Laundresses by Alex Street
Back row, 2nd and 3rd from the
left - Alice Capon and Daisy Thorpe
Front row, 2nd and 4th from
the left - Mrs Charlotte Thorpe and Mrs Finch
Laundresses - Alex Streeet
As for the many long gardens, before the war and way beyond, working men's wages were far from adequate to feed his family correctly. Therefore, most country houses and cottages had long gardens in order to grow as much fruit and vegetable as possible to help them through the winters. Most would keep hens, ducks and geese for eggs, and many would have ferrets to hunt rabbits for additional meat for the table - times were very hard and almost unimaginable in this day and age. We don't realize how well off we are.

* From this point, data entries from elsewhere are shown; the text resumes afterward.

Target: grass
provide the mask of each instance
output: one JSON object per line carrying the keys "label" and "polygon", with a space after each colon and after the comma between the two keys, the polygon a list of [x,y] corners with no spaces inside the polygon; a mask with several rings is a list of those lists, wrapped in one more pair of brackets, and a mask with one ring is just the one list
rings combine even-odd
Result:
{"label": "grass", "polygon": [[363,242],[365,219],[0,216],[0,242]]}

Because of the long gardens, washing lines would extend from end to end so that the womenfolk could take in laundry from the big houses, the toffs! - in order to raise a little more money to support their families! Scrubbing boards and tin-baths would abound, buckets to haul water up from the wells, and huge coppers in the outhouse to boil their 'Whites' until they were like snow! There were washing lines out by the Borough bridge on the common land, (now commandeered by subsequent landowners) These were for common use and would look like a ship on the river, as the sheets blew in the wind through the week! I suppose this laundry work gradually faded away when the electricity and mains water arrived in the village and washing machines took over, especially after the war. Few today realise how hard the ladies worked to earn a few extra shillings for their families, they worked from dawn to dusk, washing, ironing, cooking for big families, slavery was not confined to America!